Most buying processes spend too much time comparing feature lists and not enough time stress-testing whether a platform will work in the context of your campus: your SIS, your advising model, your curriculum complexity, your students, and the need for collaboration across different academic departments and involvement of administrators in the process. A demo can make almost anything look good. The right questions reveal what a demo won't, and ensure the platform supports students in achieving their academic goals efficiently.

As you build your shortlist, run a demo, or request a proposal, here are nine questions worth asking of vendors, and of yourselves.

1. Can you show us the platform and key features from a student's perspective?

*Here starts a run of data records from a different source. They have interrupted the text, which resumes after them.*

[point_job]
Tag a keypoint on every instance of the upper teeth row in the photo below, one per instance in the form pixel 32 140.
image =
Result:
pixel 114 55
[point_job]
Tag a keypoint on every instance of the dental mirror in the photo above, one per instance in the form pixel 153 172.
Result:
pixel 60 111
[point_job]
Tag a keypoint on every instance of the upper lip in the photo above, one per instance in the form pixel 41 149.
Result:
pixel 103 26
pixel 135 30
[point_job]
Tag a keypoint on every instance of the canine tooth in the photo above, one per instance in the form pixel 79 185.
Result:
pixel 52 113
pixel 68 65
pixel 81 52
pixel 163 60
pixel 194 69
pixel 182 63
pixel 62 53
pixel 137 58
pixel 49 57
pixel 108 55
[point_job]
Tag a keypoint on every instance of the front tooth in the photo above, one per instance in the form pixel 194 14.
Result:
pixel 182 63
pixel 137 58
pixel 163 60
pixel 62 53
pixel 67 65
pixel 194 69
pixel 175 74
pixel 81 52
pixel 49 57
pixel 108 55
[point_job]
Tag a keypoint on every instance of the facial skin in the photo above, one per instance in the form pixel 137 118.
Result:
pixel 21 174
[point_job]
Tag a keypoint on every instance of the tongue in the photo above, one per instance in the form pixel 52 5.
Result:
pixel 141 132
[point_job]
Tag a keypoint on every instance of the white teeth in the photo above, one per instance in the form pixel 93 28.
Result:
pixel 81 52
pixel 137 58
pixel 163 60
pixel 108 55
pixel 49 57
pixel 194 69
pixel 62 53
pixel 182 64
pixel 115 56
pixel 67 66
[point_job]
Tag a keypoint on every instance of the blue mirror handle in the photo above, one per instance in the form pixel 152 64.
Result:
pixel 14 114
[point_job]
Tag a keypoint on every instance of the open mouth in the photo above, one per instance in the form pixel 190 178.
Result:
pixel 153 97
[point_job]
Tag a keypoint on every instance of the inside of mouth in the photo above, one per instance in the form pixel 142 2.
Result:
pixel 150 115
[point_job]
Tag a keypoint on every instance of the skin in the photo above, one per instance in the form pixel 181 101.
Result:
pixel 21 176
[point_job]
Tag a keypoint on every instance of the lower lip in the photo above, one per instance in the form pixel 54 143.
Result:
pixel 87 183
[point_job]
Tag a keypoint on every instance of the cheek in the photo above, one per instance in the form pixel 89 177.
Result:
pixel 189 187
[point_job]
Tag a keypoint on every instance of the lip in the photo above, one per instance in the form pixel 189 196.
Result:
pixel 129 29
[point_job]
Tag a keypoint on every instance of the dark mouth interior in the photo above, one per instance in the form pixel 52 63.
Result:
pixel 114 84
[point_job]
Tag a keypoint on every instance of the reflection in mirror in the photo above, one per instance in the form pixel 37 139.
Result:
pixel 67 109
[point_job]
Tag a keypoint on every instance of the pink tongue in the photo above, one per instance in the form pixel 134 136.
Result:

This is the question most schools don't think to ask explicitly and it shapes everything else. Many platforms in this category were built from the inside out: designed for registrars and advisors first, with a student-facing layer added later. Others were built from the student experience outward.

Neither approach is inherently wrong, but you need to know which you're evaluating. If the student experience feels like an afterthought (confusing language, limited self-service, no mobile access) that's important information about what was prioritized in the product's design. Ask to see that experience first.

The best academic planning platforms make students active participants in their own degree progress, not passive recipients of information that staff have to relay to them. The best platforms help students track their progress, stay organized, and manage their courses, deadlines, and tasks efficiently. Leading platforms offer planners and apps with user-friendly interfaces, cross-device compatibility, and features like reminders, color coding, and calendar integration—including Google Calendar and Apple Calendar—to help students manage both academic and personal schedules.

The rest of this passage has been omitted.